Machines Training Machines

The promises of synthetic data for computer vision

Apr 05, 2021

Why aren’t self-driving cars on the roads yet?

Let’s ignore the hundreds of self-driving car startups launched over the last decade, several of which are billion dollar unicorns. Let’s just focus on the OG of them all, Waymo.

Waymo started training their self-driving cars 12 years ago. Founded, led, and built by the smartest minds of our generation, their fleets have collectively driven over 20 million miles on public roads.

Waymo’s self-driving cars would actually work in your day to day driving - on average, their self-driving fleet averaged almost 30,000 miles between disengagements in 2020. Depending on where you live, it’s possible that you can go days or weeks without having to touch the wheel. Waymo is that good.

And yet - no public product. No self-driving cars the public can jump in and try. (The few that we can jump in and try contain a human driver ready to take over at the slightest mistake, or are geofenced to an extremely limited, known area).

Why is this?

Self-driving cars require a huge amount of data (think: video and LiDAR recordings of good human driving. Exabytes, if not zettabytes, of it)
A self-driving car has to encounter a vast variety of situations, and it has to ace all of them, even the rare ones. Why? Because the cost of not acing them might mean death to its passengers, and death to the company.
The rarer the scenario, the harder it is to collect real-world data on it. Also, the more complicated the scenario tends to be (construction zones, emergency vehicle pullovers, vehicle stalled on the highway), which further exacerbates the requirement for large amounts of data.

It turns out that it’s not just hard to collect data on the edge cases, the rare scenarios. When you factor in the time and money required, it’s nigh impossible.

Enter synthetic data. Yeah, you heard me. I’m talking about computer-generated data. For self-driving cars. Instead of humans driving through cities, think computer’s driving through Grand Theft Auto’s open world. (Oops, spoiler alert!)

One might laugh at the thought of video games being seriously used to train something as complex and fine-tuned as a self-driving car. Let the following two videos forever put to rest these notions.

The distance between virtual simulation and physical reality will soon come to an end, and so will our dependence on physically collected data for any robotic application.

Why is this important? Because it’s a faster, cheaper, and more scalable to tell computers to generate data than it is to tell humans to generate data. Let’s say that you want to find ambulance data to train your self-driving car with. You can either

Stick one hundred cars and safety drivers on the road and drive them around for a week straight for ~$850,000 (100 cars * 24 hours * 7 days * ($21/hour/driver + ~$30/hour/car)) to get 16,800 hours of driving data. An extremely generous 1% would be ambulance data, resulting in 168 hours of data. This data would then need to be manually annotated by humans for an ungodly sum of money and time.
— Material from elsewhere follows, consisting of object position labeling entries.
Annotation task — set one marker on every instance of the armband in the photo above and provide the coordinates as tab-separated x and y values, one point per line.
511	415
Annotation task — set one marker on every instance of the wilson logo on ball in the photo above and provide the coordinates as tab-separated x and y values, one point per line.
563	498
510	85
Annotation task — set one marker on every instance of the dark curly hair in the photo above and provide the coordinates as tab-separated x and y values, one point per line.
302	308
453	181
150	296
To illustrate the ungodliness of data labeling, manually annotating the below image would take 60-90 minutes. And it would contain mistakes.
And that’s just semantic segmentation - there are also 2D bounding boxes, 3D bounding boxes, instance segmentation, point cloud annotations, and even depth or optical flow annotations which humans cannot do. Even if you parallelized the annotation across a fleet of humans, the turnaround time for a dataset of 168 hours would be weeks, not days.
Alternatively, generate hundreds of days of ambulance data with pixel-perfect annotations in a computer cluster within a few hours for $1,000.

The release of self-driving cars aren’t being blocked by figuring out what to do at a traffic light or stop sign. They’re being blocked by what to do when a literal chicken crosses the road. While physically-collected data gets us through the first 90 or 95 percent of encounterable scenarios, synthetic data will get us through the last 5-10 percent.

Cool, right? But let’s take it a step further. Why not eliminate the physical data altogether? What if the realism, scalability, and cheaper cost of synthetic data eventually lead to robots such as self-driving cars being entirely trained on synthetic data?

I need you to understand how cool this is. The human equivalent would be downloading the collective life experiences of thousands of people into your brain before you’re born so that from the first day you enter this world, you’re capable of solving calculus problems, doing ballet, building wristwatches, and creating original works of music. And.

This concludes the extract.